That is the worst thing you can do though. I was close to being in default on my loans, and I knew this was serious, so I applied for the student loan deferment economic hardship.

My only regret is that I didn't do this sooner. It would have been so much easier if I had done this right away instead of trying to play catch up later. Trying to avoid all the phone calls wasn't any fun either.

julies
Post 3

@Mykol - I agree that many lenders are good to work with you. When I sign in to make a student loan payment, they have a link and phone numbers right on the home page if you are having trouble making your payments.

One thing with student loans though, is that they never go away! Even if someone were to claim bankruptcy, they would still be responsible to pay back their student loans.

They all work differently too. For some companies you have to write a letter of hardship, and for others you simply fill out an application with all of your income and expenses.

As soon as you know you might have trouble making a payment, you need to let them know. If you keep skipping payments, they will start calling you and anyone you put down for a reference. They are very aggressive when someone starts missing payments and they haven't contacted the loan company.

Mykol
Post 2

When my son lost his job, he had to apply for an economic hardship deferment request. This was granted to him and he had 6 months where he didn't have to make any payments.

The interest kept accruing, and he had the choice to make interest payments or defer it as well. Since he didn't have any money coming in, he chose to defer the interest payments too.
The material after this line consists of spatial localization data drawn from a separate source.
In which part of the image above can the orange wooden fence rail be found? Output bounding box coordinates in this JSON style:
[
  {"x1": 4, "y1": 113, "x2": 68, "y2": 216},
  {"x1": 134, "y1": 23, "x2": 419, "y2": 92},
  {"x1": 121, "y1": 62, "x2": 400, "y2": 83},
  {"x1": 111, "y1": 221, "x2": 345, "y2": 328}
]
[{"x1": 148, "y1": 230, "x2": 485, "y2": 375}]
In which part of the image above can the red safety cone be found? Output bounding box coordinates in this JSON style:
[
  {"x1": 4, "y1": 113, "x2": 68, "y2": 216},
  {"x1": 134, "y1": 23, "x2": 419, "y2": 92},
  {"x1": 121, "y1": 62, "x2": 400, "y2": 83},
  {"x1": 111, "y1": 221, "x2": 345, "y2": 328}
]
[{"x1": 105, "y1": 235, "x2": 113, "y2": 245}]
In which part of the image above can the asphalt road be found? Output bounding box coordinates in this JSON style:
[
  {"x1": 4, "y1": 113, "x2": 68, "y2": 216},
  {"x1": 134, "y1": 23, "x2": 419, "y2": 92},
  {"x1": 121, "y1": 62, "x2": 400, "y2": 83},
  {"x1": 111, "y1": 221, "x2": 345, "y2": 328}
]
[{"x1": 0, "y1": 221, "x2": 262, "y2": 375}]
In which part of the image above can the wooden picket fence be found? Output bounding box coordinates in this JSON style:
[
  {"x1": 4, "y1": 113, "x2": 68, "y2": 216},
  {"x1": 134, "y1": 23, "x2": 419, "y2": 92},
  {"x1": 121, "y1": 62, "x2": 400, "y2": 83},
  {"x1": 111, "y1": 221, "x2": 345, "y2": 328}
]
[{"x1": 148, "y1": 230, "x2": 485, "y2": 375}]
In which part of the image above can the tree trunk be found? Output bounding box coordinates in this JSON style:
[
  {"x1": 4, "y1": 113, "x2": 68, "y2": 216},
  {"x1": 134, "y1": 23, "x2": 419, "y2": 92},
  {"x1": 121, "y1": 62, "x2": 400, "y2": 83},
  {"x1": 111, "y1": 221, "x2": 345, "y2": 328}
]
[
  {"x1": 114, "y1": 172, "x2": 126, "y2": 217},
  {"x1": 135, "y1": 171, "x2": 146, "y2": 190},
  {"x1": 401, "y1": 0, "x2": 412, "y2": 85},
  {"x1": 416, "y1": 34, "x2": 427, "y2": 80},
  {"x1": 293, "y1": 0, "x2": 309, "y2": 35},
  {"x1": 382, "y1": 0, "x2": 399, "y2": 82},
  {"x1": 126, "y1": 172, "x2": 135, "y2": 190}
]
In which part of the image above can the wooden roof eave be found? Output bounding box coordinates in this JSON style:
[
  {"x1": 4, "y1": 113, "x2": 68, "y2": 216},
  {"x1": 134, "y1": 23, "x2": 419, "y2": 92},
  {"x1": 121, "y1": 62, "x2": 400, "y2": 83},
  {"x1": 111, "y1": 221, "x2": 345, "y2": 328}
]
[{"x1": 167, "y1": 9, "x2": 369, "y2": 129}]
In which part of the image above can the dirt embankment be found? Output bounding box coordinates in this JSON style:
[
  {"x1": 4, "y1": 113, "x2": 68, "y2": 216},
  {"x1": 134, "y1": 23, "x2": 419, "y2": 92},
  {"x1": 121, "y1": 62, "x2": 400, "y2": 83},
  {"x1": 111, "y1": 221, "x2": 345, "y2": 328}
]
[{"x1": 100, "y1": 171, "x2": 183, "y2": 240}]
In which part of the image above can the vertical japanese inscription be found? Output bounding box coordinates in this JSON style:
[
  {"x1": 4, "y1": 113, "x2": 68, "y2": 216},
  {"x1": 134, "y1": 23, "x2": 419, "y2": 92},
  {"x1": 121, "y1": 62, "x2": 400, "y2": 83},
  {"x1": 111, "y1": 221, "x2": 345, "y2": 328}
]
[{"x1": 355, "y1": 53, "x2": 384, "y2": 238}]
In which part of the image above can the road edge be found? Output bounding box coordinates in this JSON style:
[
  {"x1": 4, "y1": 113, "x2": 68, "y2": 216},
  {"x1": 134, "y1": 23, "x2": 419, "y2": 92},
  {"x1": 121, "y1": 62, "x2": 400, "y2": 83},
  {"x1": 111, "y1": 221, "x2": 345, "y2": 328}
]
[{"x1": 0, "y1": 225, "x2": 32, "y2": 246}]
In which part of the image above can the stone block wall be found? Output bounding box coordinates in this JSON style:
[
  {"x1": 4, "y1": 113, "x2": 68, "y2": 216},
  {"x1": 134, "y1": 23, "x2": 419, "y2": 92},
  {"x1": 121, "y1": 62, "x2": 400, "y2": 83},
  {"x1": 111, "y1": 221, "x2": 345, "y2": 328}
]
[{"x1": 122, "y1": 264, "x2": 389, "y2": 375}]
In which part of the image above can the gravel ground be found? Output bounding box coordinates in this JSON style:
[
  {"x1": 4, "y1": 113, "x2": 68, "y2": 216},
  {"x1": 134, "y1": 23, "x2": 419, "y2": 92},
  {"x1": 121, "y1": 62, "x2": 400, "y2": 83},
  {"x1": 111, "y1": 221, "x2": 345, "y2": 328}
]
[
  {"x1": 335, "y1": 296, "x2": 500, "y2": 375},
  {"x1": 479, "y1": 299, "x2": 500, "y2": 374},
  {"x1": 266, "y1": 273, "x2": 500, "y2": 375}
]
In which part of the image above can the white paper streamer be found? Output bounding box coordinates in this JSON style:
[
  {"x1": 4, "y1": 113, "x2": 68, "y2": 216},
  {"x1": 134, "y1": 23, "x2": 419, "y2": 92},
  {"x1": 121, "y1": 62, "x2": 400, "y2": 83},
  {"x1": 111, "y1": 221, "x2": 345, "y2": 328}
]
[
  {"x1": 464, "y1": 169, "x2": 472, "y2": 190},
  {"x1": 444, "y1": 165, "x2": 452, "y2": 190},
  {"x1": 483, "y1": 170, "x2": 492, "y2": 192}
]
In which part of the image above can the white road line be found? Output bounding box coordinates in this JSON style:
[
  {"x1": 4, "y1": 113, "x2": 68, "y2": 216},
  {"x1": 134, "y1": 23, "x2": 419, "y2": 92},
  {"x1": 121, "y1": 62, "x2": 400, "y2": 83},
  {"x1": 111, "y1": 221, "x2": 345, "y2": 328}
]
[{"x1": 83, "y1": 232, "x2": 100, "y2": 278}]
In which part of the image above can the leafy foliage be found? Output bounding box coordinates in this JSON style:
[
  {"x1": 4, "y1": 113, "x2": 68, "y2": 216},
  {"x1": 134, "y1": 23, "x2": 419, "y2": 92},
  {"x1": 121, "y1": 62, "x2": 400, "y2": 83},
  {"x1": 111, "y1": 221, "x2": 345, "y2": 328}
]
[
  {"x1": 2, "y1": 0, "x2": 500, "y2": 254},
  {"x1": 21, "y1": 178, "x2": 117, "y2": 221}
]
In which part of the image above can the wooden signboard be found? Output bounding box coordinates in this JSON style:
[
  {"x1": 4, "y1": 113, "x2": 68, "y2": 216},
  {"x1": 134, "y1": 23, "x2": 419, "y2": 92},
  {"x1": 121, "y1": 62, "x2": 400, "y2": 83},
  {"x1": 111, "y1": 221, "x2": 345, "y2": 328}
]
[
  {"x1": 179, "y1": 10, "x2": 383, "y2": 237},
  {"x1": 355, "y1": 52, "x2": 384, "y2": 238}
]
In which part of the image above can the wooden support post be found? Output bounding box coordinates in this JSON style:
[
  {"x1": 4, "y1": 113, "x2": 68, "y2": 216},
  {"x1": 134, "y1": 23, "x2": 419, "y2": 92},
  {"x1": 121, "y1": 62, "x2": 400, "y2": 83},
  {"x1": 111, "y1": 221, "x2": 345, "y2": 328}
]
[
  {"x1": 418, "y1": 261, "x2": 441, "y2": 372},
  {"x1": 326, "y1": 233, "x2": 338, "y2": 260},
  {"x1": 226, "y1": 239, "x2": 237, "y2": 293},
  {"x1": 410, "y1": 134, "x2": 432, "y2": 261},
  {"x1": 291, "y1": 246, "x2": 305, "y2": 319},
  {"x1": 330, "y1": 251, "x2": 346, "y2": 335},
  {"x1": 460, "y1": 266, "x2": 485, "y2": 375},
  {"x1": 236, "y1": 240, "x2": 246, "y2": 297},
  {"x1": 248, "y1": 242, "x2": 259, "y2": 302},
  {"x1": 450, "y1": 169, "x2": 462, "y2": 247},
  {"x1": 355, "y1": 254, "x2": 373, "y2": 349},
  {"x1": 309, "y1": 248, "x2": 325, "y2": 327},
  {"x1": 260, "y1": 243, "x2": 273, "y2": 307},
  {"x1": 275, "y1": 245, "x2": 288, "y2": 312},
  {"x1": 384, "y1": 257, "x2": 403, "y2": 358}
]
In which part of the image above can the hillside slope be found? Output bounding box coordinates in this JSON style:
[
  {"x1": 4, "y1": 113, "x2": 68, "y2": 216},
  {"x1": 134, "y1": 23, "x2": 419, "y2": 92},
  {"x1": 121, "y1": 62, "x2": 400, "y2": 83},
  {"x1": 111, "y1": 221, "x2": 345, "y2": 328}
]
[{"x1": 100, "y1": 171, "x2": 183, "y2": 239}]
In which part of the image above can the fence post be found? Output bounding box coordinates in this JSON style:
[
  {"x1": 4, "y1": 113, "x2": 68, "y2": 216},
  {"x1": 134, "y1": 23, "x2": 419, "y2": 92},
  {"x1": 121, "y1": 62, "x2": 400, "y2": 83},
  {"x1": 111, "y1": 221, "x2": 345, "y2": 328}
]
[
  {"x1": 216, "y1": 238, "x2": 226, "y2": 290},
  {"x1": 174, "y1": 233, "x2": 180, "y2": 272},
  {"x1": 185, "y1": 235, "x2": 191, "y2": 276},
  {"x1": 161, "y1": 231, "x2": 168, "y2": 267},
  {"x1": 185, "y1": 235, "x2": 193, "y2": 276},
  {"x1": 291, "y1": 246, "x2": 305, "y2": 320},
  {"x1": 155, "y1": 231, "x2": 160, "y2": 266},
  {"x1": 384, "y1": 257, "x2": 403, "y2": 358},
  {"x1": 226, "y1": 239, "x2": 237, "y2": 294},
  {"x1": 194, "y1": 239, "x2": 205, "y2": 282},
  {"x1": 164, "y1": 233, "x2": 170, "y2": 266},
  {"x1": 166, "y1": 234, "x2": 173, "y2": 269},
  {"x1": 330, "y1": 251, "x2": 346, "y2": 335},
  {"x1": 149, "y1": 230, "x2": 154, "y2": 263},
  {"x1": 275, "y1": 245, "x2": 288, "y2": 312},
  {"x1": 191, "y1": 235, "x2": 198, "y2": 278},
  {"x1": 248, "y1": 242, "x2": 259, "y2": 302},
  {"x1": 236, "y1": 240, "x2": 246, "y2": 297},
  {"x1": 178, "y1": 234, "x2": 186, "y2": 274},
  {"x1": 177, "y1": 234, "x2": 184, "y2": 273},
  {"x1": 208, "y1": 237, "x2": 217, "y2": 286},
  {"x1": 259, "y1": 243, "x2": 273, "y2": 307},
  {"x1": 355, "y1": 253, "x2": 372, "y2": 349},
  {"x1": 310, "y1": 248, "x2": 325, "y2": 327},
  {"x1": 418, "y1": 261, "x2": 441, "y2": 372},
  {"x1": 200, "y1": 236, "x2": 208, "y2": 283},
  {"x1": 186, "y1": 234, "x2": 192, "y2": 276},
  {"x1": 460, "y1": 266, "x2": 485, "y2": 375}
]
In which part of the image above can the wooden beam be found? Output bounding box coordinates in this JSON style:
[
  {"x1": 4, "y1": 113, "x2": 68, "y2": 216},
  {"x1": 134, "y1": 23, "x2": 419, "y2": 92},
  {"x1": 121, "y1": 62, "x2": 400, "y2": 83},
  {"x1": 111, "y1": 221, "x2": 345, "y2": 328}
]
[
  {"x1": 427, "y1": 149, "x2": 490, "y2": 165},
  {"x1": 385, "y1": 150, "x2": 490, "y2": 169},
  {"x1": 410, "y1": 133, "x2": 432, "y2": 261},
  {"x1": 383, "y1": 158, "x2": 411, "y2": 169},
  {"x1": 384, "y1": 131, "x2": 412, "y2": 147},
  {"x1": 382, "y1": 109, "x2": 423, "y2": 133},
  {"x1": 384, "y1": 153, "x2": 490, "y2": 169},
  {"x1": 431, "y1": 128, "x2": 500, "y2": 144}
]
This was a big relief for him knowing he had 6 months to find another job before making another student loan payment. I think that most student loan companies work with someone who truly has an economic hardship. If you have good reason for it, they will work with you until you get on your feet again.

sunshined
Post 1

I think it is nice to have a 6 month grace period after you stop being a full time student before you have to start paying back your student loans.

This gives you a chance to find a job and get settled before you have to begin making your student loan payments. After I graduated from college, it took me about 3 months before I found a job.

Once I had to start paying back my student loans I felt like I was in a good financial position to do that. I didn't have to apply for this or contact my lender, they just sent me information telling me when my first payment would start.

I know this is different than sending in a hardship letter once you have begun paying your loans and lose your job or something, but either way, knowing you have a grace period is helpful.